We all carry different beliefs about our health. Health beliefs, in turn, guide much of what we do. They guide whether we choose to walk or drive to the store. Also, how we eat. Health beliefs shape our capacity to act, to see ourselves as healthy (or flawed) and to avoid risks. Beliefs around health, however, rarely reflect our true potential. For many, they are situated in past realities. They reflect our past struggles for survival or life sufferings. Simply caring for others with debilitating illness can shape our beliefs around life expectancy. Some of us live health pessimistically, while others too optimistically.
Take COPD, for example. Respiratory diseases remain a leading cause of hospitalization in Canada (1). And, the breathlessness of COPD can feel so debilitating that patients meticulously plan their days to avoid it. Shortness of breath is also so unpredictable in the early stages of disease that it feels like a natural process of aging and not part of any disease.
So, given the variable nature of breathlessness, patients also vary widely in their health beliefs around COPD. About 37% of patients prescribed an inhaler twice daily comply with treatment (2), suggesting the majority do not perceive any health risk from not treating their condition. As COPD progresses, many underestimate the positive impact quitting smoking would have on disease progression (3). Internal disagreement helps patients to avoid the extreme inconvenience of quitting smoking.

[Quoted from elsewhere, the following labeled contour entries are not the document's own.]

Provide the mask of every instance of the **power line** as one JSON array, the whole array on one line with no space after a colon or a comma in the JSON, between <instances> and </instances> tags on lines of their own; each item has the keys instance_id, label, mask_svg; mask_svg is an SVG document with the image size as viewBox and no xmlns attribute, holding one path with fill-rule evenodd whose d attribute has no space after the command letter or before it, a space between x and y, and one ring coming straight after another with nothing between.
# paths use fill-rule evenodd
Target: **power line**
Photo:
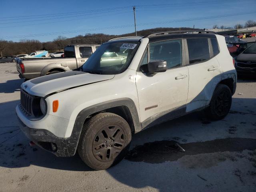
<instances>
[{"instance_id":1,"label":"power line","mask_svg":"<svg viewBox=\"0 0 256 192\"><path fill-rule=\"evenodd\" d=\"M132 13L132 12L131 10L129 11L126 11L126 12L123 12L122 11L122 12L120 12L120 13L113 13L113 14L104 14L104 15L98 15L98 16L92 16L91 17L86 17L85 20L87 19L88 19L88 18L96 18L96 17L102 17L102 16L110 16L110 15L118 15L118 14L123 14L124 13ZM23 25L15 25L15 26L4 26L4 27L0 27L0 28L12 28L12 27L23 27L23 26L34 26L34 25L42 25L43 24L48 24L49 23L60 23L61 22L66 22L66 21L73 21L74 20L77 20L77 19L82 19L82 18L80 18L79 19L69 19L69 20L61 20L60 21L53 21L53 22L44 22L44 23L37 23L37 24L23 24ZM84 20L84 19L83 19L83 20Z\"/></svg>"},{"instance_id":2,"label":"power line","mask_svg":"<svg viewBox=\"0 0 256 192\"><path fill-rule=\"evenodd\" d=\"M137 5L135 6L138 7L138 8L140 7L153 7L153 8L155 7L166 7L166 6L191 6L191 5L200 5L201 4L218 4L218 3L221 3L222 4L223 3L229 3L230 2L232 2L234 3L235 2L240 2L240 0L224 0L222 1L218 1L217 2L213 2L212 1L201 1L201 2L190 2L186 3L178 3L178 4L150 4L150 5ZM133 7L133 6L126 6L123 7L115 7L115 8L107 8L105 9L96 9L94 10L88 10L87 11L77 11L77 12L64 12L64 13L55 13L55 14L39 14L39 15L30 15L30 16L12 16L12 17L2 17L0 18L0 19L3 18L16 18L16 19L6 19L2 20L2 21L7 21L7 20L24 20L24 19L30 19L33 18L24 18L24 17L32 17L34 18L35 17L36 17L37 18L44 18L44 17L55 17L55 16L60 16L61 15L64 14L65 15L68 15L71 14L81 14L85 13L90 13L90 12L101 12L102 11L109 11L112 10L118 10L118 9L126 9L126 8L130 8Z\"/></svg>"},{"instance_id":3,"label":"power line","mask_svg":"<svg viewBox=\"0 0 256 192\"><path fill-rule=\"evenodd\" d=\"M136 24L136 25L144 26L144 25L152 25L152 24L154 24L169 23L172 23L172 22L181 22L187 21L201 20L203 20L203 19L208 19L210 18L225 17L234 16L237 16L237 15L246 15L246 14L252 14L254 13L256 13L256 12L251 12L239 13L236 13L236 14L225 14L225 15L222 15L210 16L208 17L198 17L198 18L191 18L190 19L172 20L165 21L162 21L162 22L150 22L150 23L141 23L141 24ZM134 26L134 25L129 24L129 25L122 25L122 26L113 26L107 27L102 27L102 28L95 28L93 29L84 29L84 30L76 30L76 31L74 30L74 31L69 31L62 32L52 32L52 33L45 33L45 34L30 34L30 35L23 35L23 36L20 35L20 36L7 36L2 37L1 38L0 38L0 39L22 38L30 37L36 37L36 36L44 36L46 35L54 35L54 34L67 34L74 33L77 33L78 32L85 32L85 31L89 32L89 31L102 30L105 30L105 29L116 29L116 28L118 28L128 27L132 26Z\"/></svg>"},{"instance_id":4,"label":"power line","mask_svg":"<svg viewBox=\"0 0 256 192\"><path fill-rule=\"evenodd\" d=\"M109 12L117 12L117 11L120 11L120 10L110 10L110 11L105 11L105 12L99 12L98 13L98 14L102 14L102 13L109 13ZM26 22L33 22L34 21L36 21L36 22L38 22L38 21L44 21L46 20L52 20L53 19L62 19L62 18L71 18L71 17L78 17L78 16L87 16L87 15L94 15L94 14L95 14L95 13L88 13L88 14L80 14L80 15L74 15L74 16L69 16L68 17L58 17L58 18L48 18L48 19L37 19L37 20L29 20L29 21L26 21ZM10 24L11 23L20 23L20 21L16 21L14 22L7 22L7 23L0 23L0 24Z\"/></svg>"},{"instance_id":5,"label":"power line","mask_svg":"<svg viewBox=\"0 0 256 192\"><path fill-rule=\"evenodd\" d=\"M114 7L114 8L107 8L105 9L96 9L94 10L89 10L88 11L76 11L74 12L68 12L65 13L54 13L54 14L43 14L40 15L30 15L30 16L12 16L12 17L1 17L0 18L0 19L6 18L20 18L21 17L37 17L38 16L52 16L53 15L57 15L57 16L58 16L58 15L60 14L78 14L78 13L84 13L84 12L99 12L99 11L106 11L108 10L113 10L113 9L116 10L120 8L128 8L132 7L132 6L126 6L125 7Z\"/></svg>"}]
</instances>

Patients can have opinions about their health, skewed either to the positive or negative. When beliefs lack congruence with actual health events, many patients begin to report distress (or anxiety). Patients with advanced disease will often panic, especially when they can no longer make meaningful health changes. It is estimated that up to 67% of people who live with advanced COPD will experience a panic attack (4).

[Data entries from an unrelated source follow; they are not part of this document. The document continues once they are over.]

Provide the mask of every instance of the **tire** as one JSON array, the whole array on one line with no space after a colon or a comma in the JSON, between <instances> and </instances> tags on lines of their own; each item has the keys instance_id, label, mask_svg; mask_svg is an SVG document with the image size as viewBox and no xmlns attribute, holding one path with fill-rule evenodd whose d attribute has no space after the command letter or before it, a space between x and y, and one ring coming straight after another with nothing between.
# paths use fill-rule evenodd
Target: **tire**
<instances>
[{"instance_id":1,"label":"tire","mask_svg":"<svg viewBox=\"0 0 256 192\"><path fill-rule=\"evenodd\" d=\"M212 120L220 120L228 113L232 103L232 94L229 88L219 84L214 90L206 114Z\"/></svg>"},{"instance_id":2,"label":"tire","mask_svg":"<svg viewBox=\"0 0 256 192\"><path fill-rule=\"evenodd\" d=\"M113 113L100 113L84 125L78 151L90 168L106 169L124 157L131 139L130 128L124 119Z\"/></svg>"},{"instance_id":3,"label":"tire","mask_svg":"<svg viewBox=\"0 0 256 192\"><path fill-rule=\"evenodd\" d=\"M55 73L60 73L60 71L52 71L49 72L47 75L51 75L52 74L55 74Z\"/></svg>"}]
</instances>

So, health beliefs are powerful motivators for health change (or inaction). Yet, they may not always be true.
Health as a Present State
The Shifting Perspectives Model of Chronic Illness (5) challenges traditional theories that chronic disease progresses on a linear trajectory. Instead of progressing inevitably towards worsening health, the fact is that many patients with chronic illness shift back and forth between events that make them feel “sick” and feel “well”.
Health in the Foreground
When patients feel healthy, they are likely to report greater life satisfaction. They feel happier and greater mastery over their disease. Putting health in the foreground, however, is not entirely positive. Patients who feel healthy are less likely to sustain health changes. Many lack the constant drive to monitor their health or undergo discomforts in the name of disease.
Illness in the Foreground
When patients feel “sick”, they are suffering from their illness experience. Such suffering, however, is not entirely negative. Putting illness in the foreground can create a short-term impetus for health change. Patients who encounter sickness long-term typically encounter higher rates of depression and chronic stress.
We all know feeling sick all the time is not sustainable. When people place infirmity in the foreground, they run the risk of social isolation and health-related anxiety. But, they also have tremendous power to achieve better health.

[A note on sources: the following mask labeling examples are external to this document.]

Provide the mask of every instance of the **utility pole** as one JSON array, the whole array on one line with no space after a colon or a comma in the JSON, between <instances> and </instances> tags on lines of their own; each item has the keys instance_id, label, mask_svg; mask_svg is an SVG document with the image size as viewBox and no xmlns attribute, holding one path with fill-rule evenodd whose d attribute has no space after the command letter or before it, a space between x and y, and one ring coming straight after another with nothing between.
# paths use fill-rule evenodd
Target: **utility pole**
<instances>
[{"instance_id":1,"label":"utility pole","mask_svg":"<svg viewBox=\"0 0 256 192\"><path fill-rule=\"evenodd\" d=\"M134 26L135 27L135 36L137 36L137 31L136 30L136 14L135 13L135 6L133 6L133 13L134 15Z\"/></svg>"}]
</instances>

The key differentiator is hope. Having a sense of progress and purpose in our life is powerful. We can accept our “illness” and put it in the foreground only when we have hope. Hope for a better future helps us to grow, to work against our reality, to seek support and stave off health-related depression and anxiety.
3 Ways to Check Your Health Beliefs
1. ASK YOURSELF
Health beliefs come from our past experiences. But, our health changes daily. It is easy for us to get stuck with dated health beliefs that no longer serve us well. Ask yourself. “When did I start believing X about my health?” And then ask: “Is this still true for me today?”
2. COLLECT EVIDENCE
Many people ignore what their bodies are telling them, in part because the facts do not jive with their story about their health. Be open to collecting data (symptom tracking, blood pressure readings, physical fitness levels, mood & diet records) and update your personal story about health to reflect current evidence.
3. SEEK FEEDBACK
Present your health beliefs to a professional, with the goal of seeking their honest opinion about your current state of health. Depending on your provider’s health discipline, they may conduct physical exams or order diagnostic tests. Some may make referrals to investigate presenting concerns. Your provider will order tests judiciously, discussing the benefits and risks of testing. But, ultimately, professional advice can help update your personal health beliefs to keep them accurate.